Une enquête ouverte visant l’IA Grok accusée de fausses vidéos sexuelles
Des parlementaires et ministres français dénoncent la diffusion de « deepfakes », c’est-à-dire de fausses vidéos, à caractère sexuel et diffusées sur la plateforme X par Grok
Grok est au cœur d’une vive polémique. Et la justice a décidé de s’en mêler. Le parquet de Paris a étendu vendredi son enquête visant X (anciennement Twitter) à cette intelligence artificielle, accusée par trois ministres et deux députés d’avoir généré et diffusé de fausses vidéos à caractère sexuel, « mettant notamment en scène des mineurs », a appris l’AFP auprès du ministère public.
Ces parlementaires et ministres français dénoncent la diffusion de « deepfakes », c’est-à-dire de fausses vidéos, à caractère sexuel et diffusées sur la plateforme X par Grok, sans le consentement des personnes représentées sur ces vidéos.
« Contenus manifestement illicites »
Cette enquête visant X est ouverte depuis juillet, à la suite de signalements contre le réseau social et ses dirigeants, accusés d’avoir biaisé l’algorithme de la plateforme à des fins d’ingérence étrangère. « Le délit de montage à caractère sexuel d’une personne sans son consentement est puni de deux ans d’emprisonnement et de 60.000 euros », a rappelé le parquet qui confirmait une information du site Politico.
Vendredi, les députés macroniste Eric Bothorel et socialiste Arthur Delaporte ont saisi la justice, aboutissant à l’élargissement des investigations. Les ministres Roland Lescure, Anne Le Hénanff et Aurore Bergé ont également annoncé vendredi avoir signalé au procureur des « contenus manifestement illicites », demandant « leur retrait immédiat. »

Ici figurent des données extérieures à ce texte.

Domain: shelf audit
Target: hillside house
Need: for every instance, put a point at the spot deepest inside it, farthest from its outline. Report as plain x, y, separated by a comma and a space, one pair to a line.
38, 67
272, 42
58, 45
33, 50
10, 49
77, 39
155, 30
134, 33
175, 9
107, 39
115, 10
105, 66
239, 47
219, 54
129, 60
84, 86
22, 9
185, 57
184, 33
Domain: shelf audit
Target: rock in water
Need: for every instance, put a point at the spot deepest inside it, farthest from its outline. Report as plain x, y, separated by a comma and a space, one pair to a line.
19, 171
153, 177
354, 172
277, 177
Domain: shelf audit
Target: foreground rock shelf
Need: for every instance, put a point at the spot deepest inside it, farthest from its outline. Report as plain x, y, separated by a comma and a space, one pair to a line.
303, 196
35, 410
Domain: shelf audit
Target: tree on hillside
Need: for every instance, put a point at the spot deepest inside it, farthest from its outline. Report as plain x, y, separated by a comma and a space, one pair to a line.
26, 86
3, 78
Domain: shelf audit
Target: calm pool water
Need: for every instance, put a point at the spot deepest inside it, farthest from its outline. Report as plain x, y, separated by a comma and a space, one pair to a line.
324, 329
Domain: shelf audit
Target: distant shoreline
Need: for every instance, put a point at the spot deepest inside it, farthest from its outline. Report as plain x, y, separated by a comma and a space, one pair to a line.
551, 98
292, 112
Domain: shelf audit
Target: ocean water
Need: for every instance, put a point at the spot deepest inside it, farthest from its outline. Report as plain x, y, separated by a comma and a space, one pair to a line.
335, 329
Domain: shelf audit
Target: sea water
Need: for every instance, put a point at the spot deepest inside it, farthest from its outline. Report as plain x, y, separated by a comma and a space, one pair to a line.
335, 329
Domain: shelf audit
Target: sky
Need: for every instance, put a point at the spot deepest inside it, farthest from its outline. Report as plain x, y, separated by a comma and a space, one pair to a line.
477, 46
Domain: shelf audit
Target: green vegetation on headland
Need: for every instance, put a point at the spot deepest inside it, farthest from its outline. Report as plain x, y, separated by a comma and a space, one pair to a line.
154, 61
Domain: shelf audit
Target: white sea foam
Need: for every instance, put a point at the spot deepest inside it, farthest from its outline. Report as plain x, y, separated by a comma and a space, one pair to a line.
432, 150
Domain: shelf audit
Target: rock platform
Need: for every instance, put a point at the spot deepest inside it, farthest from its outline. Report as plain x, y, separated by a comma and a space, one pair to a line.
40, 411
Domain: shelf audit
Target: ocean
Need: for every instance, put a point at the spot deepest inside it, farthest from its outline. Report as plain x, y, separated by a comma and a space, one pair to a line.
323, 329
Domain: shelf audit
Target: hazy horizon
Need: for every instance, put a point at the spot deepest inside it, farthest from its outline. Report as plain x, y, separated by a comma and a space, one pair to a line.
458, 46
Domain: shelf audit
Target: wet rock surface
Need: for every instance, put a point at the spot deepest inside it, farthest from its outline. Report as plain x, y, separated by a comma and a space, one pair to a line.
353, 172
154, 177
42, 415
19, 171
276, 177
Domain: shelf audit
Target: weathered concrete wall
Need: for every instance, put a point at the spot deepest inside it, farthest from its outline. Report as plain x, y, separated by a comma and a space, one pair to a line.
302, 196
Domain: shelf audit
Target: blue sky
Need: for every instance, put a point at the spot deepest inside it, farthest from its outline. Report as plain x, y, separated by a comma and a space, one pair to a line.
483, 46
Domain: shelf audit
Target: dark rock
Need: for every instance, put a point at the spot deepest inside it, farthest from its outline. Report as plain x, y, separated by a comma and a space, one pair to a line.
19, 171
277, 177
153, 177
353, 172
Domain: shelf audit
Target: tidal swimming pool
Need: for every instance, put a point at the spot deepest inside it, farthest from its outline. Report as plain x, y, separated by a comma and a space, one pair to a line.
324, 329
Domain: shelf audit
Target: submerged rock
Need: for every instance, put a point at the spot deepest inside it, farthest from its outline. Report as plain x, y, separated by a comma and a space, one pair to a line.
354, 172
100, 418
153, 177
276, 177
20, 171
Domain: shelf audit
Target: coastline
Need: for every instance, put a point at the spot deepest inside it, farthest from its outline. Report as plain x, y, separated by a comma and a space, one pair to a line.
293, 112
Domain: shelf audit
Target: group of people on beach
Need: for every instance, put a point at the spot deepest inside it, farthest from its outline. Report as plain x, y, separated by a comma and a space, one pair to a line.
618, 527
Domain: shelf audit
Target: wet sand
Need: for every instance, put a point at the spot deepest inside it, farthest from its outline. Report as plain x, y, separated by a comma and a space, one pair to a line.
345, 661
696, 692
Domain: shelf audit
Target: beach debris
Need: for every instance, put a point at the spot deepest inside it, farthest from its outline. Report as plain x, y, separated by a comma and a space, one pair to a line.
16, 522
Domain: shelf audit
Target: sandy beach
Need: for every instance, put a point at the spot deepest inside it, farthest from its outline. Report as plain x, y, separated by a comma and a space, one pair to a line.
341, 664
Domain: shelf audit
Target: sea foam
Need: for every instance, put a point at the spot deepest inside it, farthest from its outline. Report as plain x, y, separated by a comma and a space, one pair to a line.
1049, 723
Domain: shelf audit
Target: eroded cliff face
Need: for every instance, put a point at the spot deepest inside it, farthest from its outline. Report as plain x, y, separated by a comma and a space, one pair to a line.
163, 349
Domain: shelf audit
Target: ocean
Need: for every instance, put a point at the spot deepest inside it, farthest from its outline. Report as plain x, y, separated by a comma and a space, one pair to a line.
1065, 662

Les internautes incités à signaler ces publications
« Ces derniers jours, l’intelligence artificielle Grok a permis la génération et la diffusion de contenus à caractère sexiste et sexuel, notamment sous forme de fausses vidéos (deepfakes), visant des personnes sans leur consentement », ont-ils détaillé. Un signalement a également été effectué auprès de la plateforme Pharos par le gouvernement, ont-ils indiqué.
L’Arcom, l’autorité de régulation de la communication audiovisuelle et du numérique, a aussi été saisie, « au titre de possibles manquements de X à ses obligations découlant du Digital Services Act », le règlement européen sur les services numériques. Sur X, la haute-commissaire à l’Enfance Sarah El-Haïry s’est déclarée « scandalisée par les requêtes adressées à Grok de dénuder des filles et femmes » et a incité les internautes à signaler les publications à Pharos.